Step1: Identify the z-score for the fastest 3%

We need to find the z-score corresponding to the lower 3% (since fast lap times are low, we look at the left tail of the normal distribution). Using a z-table or calculator, the z-score for which \( P(Z < z) = 0.03 \) is approximately \( z = -1.88 \) (from standard normal distribution tables or inverse normal function).

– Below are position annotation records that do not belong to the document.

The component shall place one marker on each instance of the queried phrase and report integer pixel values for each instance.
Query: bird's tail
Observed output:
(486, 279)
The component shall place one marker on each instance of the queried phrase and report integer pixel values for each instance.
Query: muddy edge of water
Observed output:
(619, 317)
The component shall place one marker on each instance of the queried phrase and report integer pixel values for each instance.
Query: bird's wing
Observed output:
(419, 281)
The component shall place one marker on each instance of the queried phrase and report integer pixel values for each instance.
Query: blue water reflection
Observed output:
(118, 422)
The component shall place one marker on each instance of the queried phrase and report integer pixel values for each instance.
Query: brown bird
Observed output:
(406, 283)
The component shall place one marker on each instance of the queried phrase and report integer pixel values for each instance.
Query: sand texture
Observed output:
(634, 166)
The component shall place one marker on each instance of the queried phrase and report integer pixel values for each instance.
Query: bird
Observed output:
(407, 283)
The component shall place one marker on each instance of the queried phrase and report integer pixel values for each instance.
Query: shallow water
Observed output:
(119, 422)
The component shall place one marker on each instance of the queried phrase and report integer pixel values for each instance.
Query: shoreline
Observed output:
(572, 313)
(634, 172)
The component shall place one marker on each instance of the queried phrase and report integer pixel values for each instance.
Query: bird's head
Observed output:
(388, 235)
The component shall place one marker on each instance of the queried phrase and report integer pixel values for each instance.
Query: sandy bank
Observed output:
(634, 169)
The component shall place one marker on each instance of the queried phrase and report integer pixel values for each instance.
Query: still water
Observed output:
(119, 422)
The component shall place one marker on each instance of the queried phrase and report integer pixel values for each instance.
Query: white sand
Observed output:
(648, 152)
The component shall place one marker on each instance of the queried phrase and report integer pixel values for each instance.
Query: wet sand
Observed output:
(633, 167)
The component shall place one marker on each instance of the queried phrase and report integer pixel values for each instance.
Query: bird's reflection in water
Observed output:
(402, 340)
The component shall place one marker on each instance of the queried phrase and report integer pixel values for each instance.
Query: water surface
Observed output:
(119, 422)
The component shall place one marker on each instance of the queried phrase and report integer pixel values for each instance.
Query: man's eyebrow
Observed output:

Step2: Use the z-score formula to find the lap time

The z-score formula is \( z=\frac{x - \mu}{\sigma} \), where \( \mu = 1.84 \) (mean), \( \sigma = 0.07 \) (standard deviation), and \( z=-1.88 \). We solve for \( x \):

\[
x=\mu + z\times\sigma
\]

Substitute the values:

\[
x = 1.84+(-1.88)\times0.07
\]

\[
x = 1.84 - 0.1316
\]

\[
x = 1.7084
\]

Answer:

The necessary lap time for Mario to be in the fastest 3% of all his laps is approximately \( 1.71 \) (or more precisely \( 1.7084 \)).